4
Apartment 17 sat on the fourth floor of the old Smithfield Printers' building. A small, shabby affair with white walls that hadn't sniffed a new coat of paint in a decade. It was a controlled explosion of mess. A small red sofa with a threadbare gray throw over the back. An adjoining kitchenette and a tiny bathroom with a shelf cluttered with pill bottles.
Inside the bathroom was a clear two-liter jug for a shower and a half-broken toilet seat. And through the next door along, a cramped bedroom with a large, white IKEA chest of drawers stuffed with clothes. Boxes were stacked at the foot of a double bed topped with a messy, faded red and white-striped duvet. And throughout the apartment, case files and books sat in random stacks. The living area was lit by a thin. single-pane window overlooking a noisy street full of honking traffic. In front of the window sat a desk, overflowing with overdue demand letters. Amid the chaos, a gray tabby with a white bib rubbed up against Alice's stretch-denim shins.
"Hey, Axl," Alice said, as she walked with the cat at her heels, a fresh batch of demand letters in hand.
She tossed them on the pile, dumped her bag on the kitchen countertop and dished out a pouch of cat food. She took a Greek yogurt from a small, yellowing fridge, rinsed off a spoon, and wandered over to her desk. She fell into a faux-leather chair she'd rescued from a street skip and plonked both feet on the desk. She scooped a spoon of yogurt into her mouth. Her eyes wandered to her growing collection of unpaid bills. The cat leaped on the desk and watched her, tail flicking, licking its lips.
"Yeah, I know," Alice said to Axl. "We've both got to eat."
Alice put down her yogurt container. She reached over to a folded-up newspaper, spoon hanging from her mouth. She leafed through to the employment section, folded the paper out and wrestled open a half-stuck drawer. She grabbed a red pen and scanned the page, checking salary, skills, and experience.
Alice frowned. All the closing dates had expired, like the date on her yogurt. She checked the front page of the paper. Two months old. She folded it up and hurled it across the room, before dialing up the voicemail on her cellphone.
You have three new messages.
"Hi, Alice, it's Aaron, um, just seeing how you are. I enjoyed our second date, but, um, you didn't call me back."
Alice rolled her eyes and rubbed her brow with a thumb.
"Was it something I said?" Aaron continued. "I know we've not been dating long, but I feel we've got something. So, I dunno. Give me a call when you get this."
Message deleted.
Second new message.
"Hi, Alice. Aaron again. Is this ghosting? If it is, could you just let me know? A call or a text. That'd be great. Thanks. It's Aaron."
Message deleted.
"Listen, b***h, I know you're ghosting me. Well screw you, you frigid f**k. I'm dumping you. Remember that. I dumped you, okay? Yeah, that's right. Aaron's gone, baby!"
Message deleted.
You have no more messages.
“Thank god for that,” Alice said.
Dressed in black sportswear, with a matching fanny pack strapped around her waist, Alice took her usual route. It took her over one of several yellow-painted bridges that connected the city. Over to Point State Park, a beautiful, green expanse shaped like a fat slice of pizza, where the Allegheny and Monongahela rivers flowed into each other at the outermost tip. Downtown Pittsburgh rose high into view, glass skyscrapers glinting in the September sun. It was a world away from Alice's rundown street, but only a short walk..

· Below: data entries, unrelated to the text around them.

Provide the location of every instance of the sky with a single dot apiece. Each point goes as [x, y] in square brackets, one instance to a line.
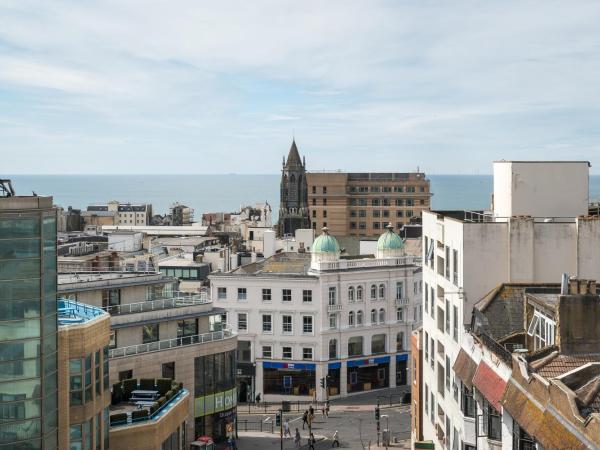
[178, 86]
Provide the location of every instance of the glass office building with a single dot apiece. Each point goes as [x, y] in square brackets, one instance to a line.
[28, 324]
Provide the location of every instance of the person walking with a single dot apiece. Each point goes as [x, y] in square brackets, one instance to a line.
[311, 442]
[286, 429]
[336, 439]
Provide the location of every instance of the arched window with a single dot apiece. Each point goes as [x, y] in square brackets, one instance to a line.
[400, 314]
[378, 343]
[400, 341]
[333, 349]
[355, 346]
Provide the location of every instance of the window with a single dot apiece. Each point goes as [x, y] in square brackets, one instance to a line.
[359, 293]
[168, 370]
[332, 348]
[332, 295]
[76, 381]
[307, 295]
[242, 321]
[400, 341]
[307, 322]
[187, 327]
[399, 290]
[267, 323]
[355, 346]
[286, 322]
[378, 343]
[455, 329]
[400, 314]
[150, 333]
[267, 352]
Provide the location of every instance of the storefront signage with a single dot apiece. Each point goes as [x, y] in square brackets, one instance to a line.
[368, 362]
[210, 404]
[289, 366]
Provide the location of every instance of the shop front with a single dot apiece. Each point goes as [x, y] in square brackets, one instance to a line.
[289, 378]
[402, 369]
[368, 374]
[334, 373]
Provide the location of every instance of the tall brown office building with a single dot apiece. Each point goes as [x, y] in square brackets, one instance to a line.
[293, 207]
[362, 204]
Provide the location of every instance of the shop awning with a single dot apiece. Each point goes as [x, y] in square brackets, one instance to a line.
[547, 430]
[465, 368]
[291, 366]
[368, 362]
[490, 384]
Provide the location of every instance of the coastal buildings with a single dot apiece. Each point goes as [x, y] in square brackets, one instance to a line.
[537, 230]
[28, 322]
[293, 207]
[123, 213]
[158, 332]
[362, 204]
[532, 360]
[304, 316]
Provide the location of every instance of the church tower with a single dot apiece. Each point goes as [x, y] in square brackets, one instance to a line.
[293, 206]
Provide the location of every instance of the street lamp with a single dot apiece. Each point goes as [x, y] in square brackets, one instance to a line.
[387, 427]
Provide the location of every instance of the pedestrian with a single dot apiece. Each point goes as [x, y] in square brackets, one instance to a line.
[336, 439]
[311, 442]
[286, 429]
[297, 438]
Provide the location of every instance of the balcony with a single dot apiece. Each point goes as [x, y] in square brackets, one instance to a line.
[179, 300]
[226, 333]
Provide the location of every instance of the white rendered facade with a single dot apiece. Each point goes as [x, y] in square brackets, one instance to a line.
[472, 254]
[337, 312]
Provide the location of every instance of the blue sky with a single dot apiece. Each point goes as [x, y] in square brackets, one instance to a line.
[220, 87]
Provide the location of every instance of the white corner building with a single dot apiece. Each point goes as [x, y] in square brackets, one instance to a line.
[303, 316]
[537, 230]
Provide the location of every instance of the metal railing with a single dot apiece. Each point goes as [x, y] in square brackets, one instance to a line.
[179, 299]
[156, 346]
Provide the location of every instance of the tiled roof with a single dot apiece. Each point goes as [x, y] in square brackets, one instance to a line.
[489, 384]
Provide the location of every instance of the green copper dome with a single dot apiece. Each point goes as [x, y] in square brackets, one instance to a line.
[325, 243]
[390, 240]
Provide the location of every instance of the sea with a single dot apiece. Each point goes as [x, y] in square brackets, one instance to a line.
[227, 192]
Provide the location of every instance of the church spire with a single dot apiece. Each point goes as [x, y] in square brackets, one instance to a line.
[293, 156]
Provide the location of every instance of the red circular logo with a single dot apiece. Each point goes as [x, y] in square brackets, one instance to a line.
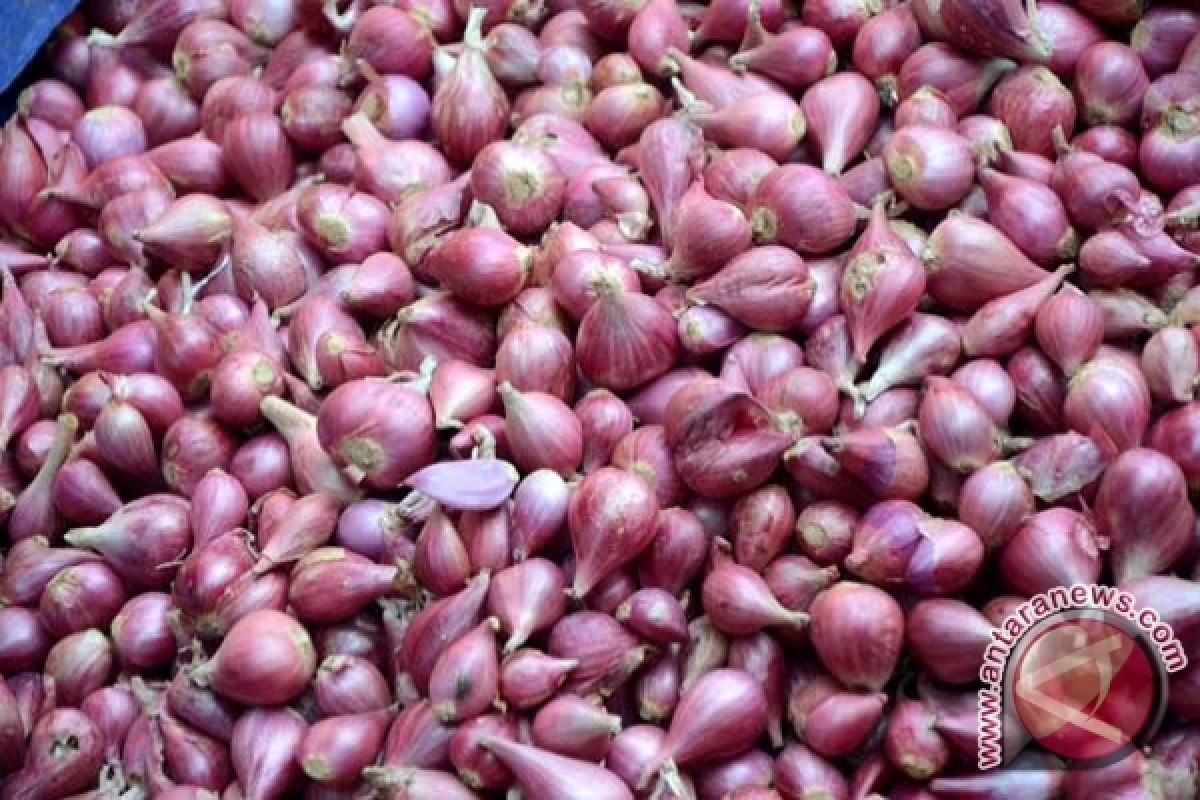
[1084, 689]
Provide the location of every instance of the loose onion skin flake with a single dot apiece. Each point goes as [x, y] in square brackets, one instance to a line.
[587, 400]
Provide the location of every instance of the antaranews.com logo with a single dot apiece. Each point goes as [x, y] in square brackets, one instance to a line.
[1081, 671]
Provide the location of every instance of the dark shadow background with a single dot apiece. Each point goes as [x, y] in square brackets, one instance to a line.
[24, 28]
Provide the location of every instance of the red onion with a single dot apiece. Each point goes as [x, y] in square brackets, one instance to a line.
[471, 85]
[78, 663]
[1110, 82]
[929, 167]
[948, 637]
[1055, 547]
[882, 46]
[739, 602]
[970, 263]
[858, 632]
[81, 596]
[831, 720]
[64, 753]
[964, 80]
[391, 41]
[263, 747]
[1032, 103]
[544, 774]
[1147, 534]
[767, 288]
[880, 287]
[258, 155]
[574, 727]
[729, 695]
[265, 657]
[335, 750]
[786, 212]
[1009, 197]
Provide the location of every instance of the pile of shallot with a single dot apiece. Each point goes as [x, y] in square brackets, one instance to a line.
[576, 400]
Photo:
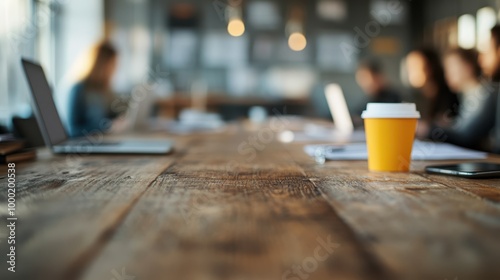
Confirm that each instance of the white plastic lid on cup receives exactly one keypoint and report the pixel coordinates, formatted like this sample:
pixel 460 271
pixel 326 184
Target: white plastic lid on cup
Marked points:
pixel 391 111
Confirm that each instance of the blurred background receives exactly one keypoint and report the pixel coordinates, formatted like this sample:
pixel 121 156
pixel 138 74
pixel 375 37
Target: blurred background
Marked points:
pixel 232 54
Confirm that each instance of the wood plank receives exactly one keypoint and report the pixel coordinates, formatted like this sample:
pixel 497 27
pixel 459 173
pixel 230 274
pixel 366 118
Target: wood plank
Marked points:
pixel 67 209
pixel 418 228
pixel 252 220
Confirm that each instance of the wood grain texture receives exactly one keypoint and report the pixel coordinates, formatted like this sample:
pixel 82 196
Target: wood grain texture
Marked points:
pixel 419 229
pixel 222 208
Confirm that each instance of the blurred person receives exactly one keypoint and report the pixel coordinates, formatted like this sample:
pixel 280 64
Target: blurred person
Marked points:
pixel 437 104
pixel 476 118
pixel 490 64
pixel 91 99
pixel 371 79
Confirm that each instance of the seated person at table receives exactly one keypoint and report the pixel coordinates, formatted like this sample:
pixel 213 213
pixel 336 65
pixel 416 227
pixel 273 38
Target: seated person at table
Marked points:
pixel 490 64
pixel 437 104
pixel 371 79
pixel 476 119
pixel 90 105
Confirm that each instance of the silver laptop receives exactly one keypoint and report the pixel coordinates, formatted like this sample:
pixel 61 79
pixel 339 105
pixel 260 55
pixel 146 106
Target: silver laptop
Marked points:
pixel 338 108
pixel 55 135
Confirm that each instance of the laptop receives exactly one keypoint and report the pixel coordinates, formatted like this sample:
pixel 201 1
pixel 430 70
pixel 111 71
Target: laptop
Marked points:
pixel 55 135
pixel 339 110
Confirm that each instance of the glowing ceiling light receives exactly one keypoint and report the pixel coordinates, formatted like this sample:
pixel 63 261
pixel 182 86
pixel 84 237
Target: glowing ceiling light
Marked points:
pixel 297 41
pixel 236 27
pixel 486 19
pixel 467 32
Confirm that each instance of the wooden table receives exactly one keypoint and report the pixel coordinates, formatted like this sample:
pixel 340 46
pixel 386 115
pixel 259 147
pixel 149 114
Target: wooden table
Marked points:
pixel 212 211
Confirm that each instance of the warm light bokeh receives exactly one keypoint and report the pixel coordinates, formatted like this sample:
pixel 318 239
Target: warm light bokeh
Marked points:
pixel 236 27
pixel 297 41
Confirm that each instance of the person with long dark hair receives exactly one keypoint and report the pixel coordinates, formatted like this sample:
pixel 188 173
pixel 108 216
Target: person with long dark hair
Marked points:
pixel 476 118
pixel 490 64
pixel 437 104
pixel 90 109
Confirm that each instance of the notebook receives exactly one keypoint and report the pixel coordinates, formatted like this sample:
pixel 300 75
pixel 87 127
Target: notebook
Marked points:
pixel 427 151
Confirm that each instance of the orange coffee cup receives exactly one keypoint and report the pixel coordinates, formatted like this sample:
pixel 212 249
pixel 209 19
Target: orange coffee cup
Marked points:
pixel 390 132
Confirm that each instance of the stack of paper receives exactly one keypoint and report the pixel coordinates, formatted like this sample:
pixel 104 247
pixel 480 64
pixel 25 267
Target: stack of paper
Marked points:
pixel 421 151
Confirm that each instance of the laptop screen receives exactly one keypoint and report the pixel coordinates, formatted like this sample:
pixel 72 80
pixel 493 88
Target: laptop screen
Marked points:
pixel 49 120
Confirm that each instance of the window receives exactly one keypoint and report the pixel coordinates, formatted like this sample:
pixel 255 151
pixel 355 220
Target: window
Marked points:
pixel 17 34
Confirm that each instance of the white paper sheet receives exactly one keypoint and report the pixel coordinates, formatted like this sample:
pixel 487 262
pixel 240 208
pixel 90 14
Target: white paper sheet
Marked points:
pixel 428 151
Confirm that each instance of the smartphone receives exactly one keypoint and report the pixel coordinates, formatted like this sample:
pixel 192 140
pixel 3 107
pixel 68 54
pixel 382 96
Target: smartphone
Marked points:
pixel 476 170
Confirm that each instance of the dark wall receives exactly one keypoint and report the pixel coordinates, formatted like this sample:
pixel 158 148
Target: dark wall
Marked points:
pixel 124 12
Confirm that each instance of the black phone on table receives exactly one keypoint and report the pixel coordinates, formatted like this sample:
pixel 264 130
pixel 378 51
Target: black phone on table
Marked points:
pixel 473 170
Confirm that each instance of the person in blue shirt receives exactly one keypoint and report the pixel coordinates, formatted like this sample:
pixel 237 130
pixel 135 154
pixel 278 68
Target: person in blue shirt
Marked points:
pixel 92 104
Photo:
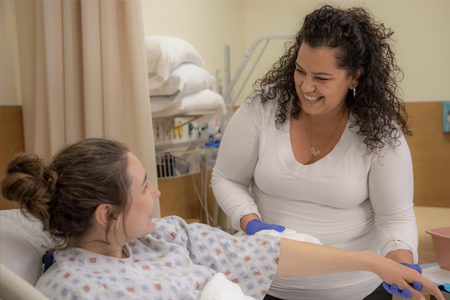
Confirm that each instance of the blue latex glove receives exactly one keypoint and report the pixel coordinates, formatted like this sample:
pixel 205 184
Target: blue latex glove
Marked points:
pixel 256 225
pixel 394 290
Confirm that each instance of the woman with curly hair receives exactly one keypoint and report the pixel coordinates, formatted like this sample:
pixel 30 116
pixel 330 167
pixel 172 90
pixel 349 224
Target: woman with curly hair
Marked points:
pixel 321 144
pixel 94 199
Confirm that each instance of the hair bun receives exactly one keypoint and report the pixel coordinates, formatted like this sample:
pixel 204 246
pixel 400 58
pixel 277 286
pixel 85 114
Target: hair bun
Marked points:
pixel 25 184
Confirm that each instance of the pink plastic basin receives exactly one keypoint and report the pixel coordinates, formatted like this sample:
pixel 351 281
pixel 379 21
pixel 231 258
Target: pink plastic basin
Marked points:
pixel 441 242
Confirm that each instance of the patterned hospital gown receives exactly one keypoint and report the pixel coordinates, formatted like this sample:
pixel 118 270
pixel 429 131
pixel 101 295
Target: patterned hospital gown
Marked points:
pixel 173 263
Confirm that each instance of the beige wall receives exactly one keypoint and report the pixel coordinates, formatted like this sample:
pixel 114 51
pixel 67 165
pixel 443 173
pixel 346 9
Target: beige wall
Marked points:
pixel 207 24
pixel 9 60
pixel 421 34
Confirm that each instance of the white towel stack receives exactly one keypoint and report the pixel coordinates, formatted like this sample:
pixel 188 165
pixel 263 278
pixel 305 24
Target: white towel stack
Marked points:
pixel 178 83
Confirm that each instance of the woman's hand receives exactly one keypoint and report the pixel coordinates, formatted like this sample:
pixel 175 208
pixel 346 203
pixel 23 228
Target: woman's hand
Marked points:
pixel 404 277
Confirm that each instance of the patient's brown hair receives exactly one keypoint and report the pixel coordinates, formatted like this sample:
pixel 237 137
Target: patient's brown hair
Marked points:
pixel 64 194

Alice liked to run along the waterfront and around a large circular fountain. She’d always follow the footpaths through the park, before re-joining the streets.
As long as she was running, nothing and no one could touch her.
The city had a habit of grinding the edges off a soul like a pepper mill. Yet she had an acute aversion to open, rural spaces too. It was better to be anonymous. To melt into the crowd. Which meant if it had to be anywhere, it had to be the city.
So it was Point State Park, once a day. A hard and fast run to blow away the red-letter cobwebs.
Halfway through her return leg, Alice sensed another runner shadowing her route. It bugged her, so she deviated off the footpath and across a stretch of grass.
Still the mystery jogger followed. A wiry, sandy-haired man fitted out in a pale-blue running vest and shorts, only a short burst of speed away from grabbing her and forcing her into a bush.
Alice stepped on the gas and put some distance between her self and the man behind. She ran over a grass hump and stopped behind the trunk of a large oak tree. She unzipped her fanny pack and felt inside with both hands. One on a can of mace. The other on a switchblade. The man closed in. Alice tensed up.
The man passed her by, re-joining a stone path that ran around a small, picturesque lake. He stopped in front of an old fashioned stall, where a teenage girl sold ice cold refreshments. The runner opened a pocket on his shorts and pulled out a dollar bill. He paid for a bottle of water and downed a third of it. He held a hand to his ribs and continued his run.
Alice shook her head and let go of the weapons inside her fanny pack. She zipped it closed and breathed out the tension under the shade of the tree. Talk about paranoid.